Lyrical vulnerability is the form of emotional expression artists have perfected over the years. The question is, though, what about the real-life applications? Da’ro shares: “When it comes to music, that’s the easiest thing for me to put my walls down and dig deeper. Putting my lessons into practice in real life is the most challenging”.
Speaking of life lessons, one of Da’ro’s stepping stones was her involvement in the multilingual hip-hop collective ‘Soul’Art,’ where she spent three years and launched her solo career in 2018 with her debut single ‘Summer Blues,’ still feeling their support; she elaborates: “Being part of Soul’art was the best “school” I could have wished for. But at some point, you start to feel that the way you want to express things creatively evolves, and then comes the moment you need to explore and find your voice. That’s what I did, and up until now, I still feel their support”.
Aside from her stellar musicality, Martha Da’ro is an actress and recently starred in the French mystery thriller Netflix hit series Lupin; she spills the tea on her character: “I play Fleur Bélanger, an ambitious journalist ready to do anything to find Lupin (Omar Sy). The best way to prepare for a role is to understand who they are without judgment. I don’t think I would chill with someone like Fleur in real life, making it even more fun”.

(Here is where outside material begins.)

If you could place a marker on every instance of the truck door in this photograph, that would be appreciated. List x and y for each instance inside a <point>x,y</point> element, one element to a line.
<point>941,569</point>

The genius Martha Da’ro creates is not a coincidence; it is a well-thought-out concept with immense reach, giving chart-toppers a run for their money. Within the first discovery of Martha Da’ro, you cannot look away; her body of work is more than impressive and captivating on a new level. ‘Philophobia’ is a start-to-finish masterpiece, instrumentally rich, thought-provoking, and ethereally honest.